Difference between two massive particles approaching $c$ moving away from us and two photons doing the same When two massive bodies move oppositely away from us, they can only approach the speed of light. Two photons, on the other hand, have the speed of light wrt to us. Although the situation of two massive particles approaching the speed of light (oppositely away from us) looks similar to the situation where two photons move away from us (apart from the energy contained in both relative to each other), one can always find a restframe for one of the massive particles, from which the other seems to move away approaching the speed of light.
For a photon though, there doesn't exist  a restframe. Can we say that the two photons move wrt each other with the speed of light exactly? How can that be if they don't have a restframe?
Can we compare it with a situation where the speed of light is infinite, like in Newtonian mechanics, and masses will never be able to reach infinite speed, and a restframe for light can never be found?
 A: Don't worry about relative speeds. Worry about events.  Draw your events on a spacetime diagram and compute the intervals between them.
In your case the interesting events are

*

*particles $A$ and $B$ are emitted back-to-back

*[time passes]

*$A$ interacts with some detector

*$B$ interacts with some detector

The intervals $\Delta s_{13}$ and $\Delta s_{14}$ are timelike if the particles are massive, and lightlike (or "null") if the particles are massless.  In the symmetric case where the detection events are simultaneous in the experiment's rest frame, the interval $\Delta s_{34}$ is spacelike, and observers moving in different directions would disagree about which detection happened "first."
You would like to add an additional event,


*$B$ receives information about $A$'s trajectory and computes a relative velocity.
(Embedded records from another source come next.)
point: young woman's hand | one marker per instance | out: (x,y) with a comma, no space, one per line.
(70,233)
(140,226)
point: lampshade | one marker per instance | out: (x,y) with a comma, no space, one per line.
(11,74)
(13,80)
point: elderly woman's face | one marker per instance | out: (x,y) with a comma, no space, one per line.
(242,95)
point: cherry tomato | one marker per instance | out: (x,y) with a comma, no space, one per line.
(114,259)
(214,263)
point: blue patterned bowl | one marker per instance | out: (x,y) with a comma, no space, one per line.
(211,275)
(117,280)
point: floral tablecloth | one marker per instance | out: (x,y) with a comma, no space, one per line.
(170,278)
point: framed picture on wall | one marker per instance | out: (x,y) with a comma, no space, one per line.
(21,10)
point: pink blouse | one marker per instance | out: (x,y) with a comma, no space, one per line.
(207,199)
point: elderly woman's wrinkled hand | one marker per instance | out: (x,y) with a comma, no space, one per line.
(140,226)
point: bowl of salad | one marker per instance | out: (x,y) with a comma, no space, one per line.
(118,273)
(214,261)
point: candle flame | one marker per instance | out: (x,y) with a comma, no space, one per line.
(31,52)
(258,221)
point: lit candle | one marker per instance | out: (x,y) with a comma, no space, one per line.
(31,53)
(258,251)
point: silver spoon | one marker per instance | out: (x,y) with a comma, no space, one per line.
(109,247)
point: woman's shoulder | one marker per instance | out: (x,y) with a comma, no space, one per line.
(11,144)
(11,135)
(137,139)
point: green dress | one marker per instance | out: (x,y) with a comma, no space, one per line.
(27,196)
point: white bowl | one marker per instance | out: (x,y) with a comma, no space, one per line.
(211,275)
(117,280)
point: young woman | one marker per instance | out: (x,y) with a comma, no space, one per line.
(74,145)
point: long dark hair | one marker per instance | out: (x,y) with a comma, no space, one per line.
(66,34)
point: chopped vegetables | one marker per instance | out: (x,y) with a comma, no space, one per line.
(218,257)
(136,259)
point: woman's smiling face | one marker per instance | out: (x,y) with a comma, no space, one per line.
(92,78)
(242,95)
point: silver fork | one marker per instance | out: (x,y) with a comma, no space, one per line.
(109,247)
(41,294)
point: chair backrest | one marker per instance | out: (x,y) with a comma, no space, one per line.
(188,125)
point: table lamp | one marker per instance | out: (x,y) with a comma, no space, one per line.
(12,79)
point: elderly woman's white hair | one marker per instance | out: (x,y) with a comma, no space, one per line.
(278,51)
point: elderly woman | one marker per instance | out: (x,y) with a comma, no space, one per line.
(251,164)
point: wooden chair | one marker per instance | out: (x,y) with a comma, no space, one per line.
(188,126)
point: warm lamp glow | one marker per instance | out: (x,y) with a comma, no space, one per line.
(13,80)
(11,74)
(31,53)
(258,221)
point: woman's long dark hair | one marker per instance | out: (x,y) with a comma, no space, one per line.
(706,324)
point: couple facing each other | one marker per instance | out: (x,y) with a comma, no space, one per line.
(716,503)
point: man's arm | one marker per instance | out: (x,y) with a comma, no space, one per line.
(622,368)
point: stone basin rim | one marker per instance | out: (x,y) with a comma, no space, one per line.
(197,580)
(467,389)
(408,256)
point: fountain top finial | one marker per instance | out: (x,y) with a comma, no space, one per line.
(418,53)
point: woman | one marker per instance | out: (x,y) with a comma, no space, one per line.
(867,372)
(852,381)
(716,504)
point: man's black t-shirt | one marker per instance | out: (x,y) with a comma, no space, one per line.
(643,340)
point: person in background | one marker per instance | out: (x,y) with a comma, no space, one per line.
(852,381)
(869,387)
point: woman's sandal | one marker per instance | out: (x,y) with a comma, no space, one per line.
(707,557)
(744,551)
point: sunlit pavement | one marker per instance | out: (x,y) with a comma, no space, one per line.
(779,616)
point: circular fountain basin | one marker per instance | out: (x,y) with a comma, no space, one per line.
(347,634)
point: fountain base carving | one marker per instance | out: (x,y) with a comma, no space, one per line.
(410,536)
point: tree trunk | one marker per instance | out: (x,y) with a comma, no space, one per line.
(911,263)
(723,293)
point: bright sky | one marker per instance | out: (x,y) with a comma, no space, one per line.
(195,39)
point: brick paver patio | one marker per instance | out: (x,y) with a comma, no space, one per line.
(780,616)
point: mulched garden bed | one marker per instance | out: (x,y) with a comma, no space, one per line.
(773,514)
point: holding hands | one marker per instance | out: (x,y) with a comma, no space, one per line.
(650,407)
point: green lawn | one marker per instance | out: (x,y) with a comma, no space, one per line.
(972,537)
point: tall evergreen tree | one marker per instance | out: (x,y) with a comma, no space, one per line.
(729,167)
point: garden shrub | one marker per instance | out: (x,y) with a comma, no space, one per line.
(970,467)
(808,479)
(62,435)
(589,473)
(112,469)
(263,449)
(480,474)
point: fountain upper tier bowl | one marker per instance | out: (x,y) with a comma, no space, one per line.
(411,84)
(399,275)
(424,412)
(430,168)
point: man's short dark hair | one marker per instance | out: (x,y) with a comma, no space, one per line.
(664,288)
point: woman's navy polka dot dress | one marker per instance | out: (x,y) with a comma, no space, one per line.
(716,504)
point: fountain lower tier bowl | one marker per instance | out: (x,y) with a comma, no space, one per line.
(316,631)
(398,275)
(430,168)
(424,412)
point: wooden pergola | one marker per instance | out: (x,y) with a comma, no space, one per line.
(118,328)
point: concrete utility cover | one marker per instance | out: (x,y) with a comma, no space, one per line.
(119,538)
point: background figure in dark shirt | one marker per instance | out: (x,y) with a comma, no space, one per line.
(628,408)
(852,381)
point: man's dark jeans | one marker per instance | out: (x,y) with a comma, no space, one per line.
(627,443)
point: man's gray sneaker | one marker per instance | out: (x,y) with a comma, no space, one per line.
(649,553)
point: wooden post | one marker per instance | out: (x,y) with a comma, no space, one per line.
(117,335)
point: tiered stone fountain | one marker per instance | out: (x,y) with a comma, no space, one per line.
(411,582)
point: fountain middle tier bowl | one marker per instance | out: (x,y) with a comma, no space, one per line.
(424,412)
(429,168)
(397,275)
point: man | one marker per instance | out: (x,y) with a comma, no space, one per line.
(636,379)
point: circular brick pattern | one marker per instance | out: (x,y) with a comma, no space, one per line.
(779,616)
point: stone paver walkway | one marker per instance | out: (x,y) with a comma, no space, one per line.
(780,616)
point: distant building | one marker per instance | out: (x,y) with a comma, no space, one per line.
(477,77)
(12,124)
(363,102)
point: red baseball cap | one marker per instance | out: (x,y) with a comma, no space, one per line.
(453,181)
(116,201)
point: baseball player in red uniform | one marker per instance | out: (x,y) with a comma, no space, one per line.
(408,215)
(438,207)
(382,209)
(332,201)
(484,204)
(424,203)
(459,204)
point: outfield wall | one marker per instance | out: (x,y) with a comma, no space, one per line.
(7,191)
In order for this computation to take place, there are two requirements. First, there has to be information about $A$'s trajectory.  That information has to come from some interaction between $A$ and its environment ... which we might as well go ahead and call event #3, the detection of particle $A$.  Second, at the time the computation occurs, this detection of $A$ must lie in $B$'s past light cone.
For massive but ultra-relativistic particles, a tiny fraction of $A$'s trajectory lies in $B$'s past, and so it makes sense for $B$ to ask questions like "what is $A$'s velocity relative to me?"  But for massless particles with back-to-back velocities, $A$'s entire trajectory (apart from their co-creation) is spacelike-separated from $B$. You cannot assign a speed to two spacelike-separated events, because you cannot establish which of them happens first.
A: I'd say the velocity of a photon relative to another photon is not well-defined. Making a measurement of velocity requires a frame of reference, but such a frame of reference doesn't exist for a photon.
If we consider your situation such that
$$A\longleftarrow B\longrightarrow C$$
A is a photon moving relative to us (A) with $v=c$. The velocity of C relative to us is $u<c$. Then according to special relativity the velocity of A measured by C is
$$v'=\frac{v+u}{1+\frac{vu}{c^2}}=\frac{c+u}{1+\frac uc}$$
since $v=c$. You see that if $u$ approaches $c$, $v'$ approaches $c$. In fact if we just set $u=c$, we don't get a mathematically indeterminate result (unlike the case for motion in the same direction which gives $v'=0/0$ for $u=c$) but simply $v'=c$.
However this doesn't mean that the relative velocity of two photons is actually $c$. It is, as already explained above, not defined since making a measurement of velocity from a (non-existent!) frame in which light is at rest doesn't have any physical meaning.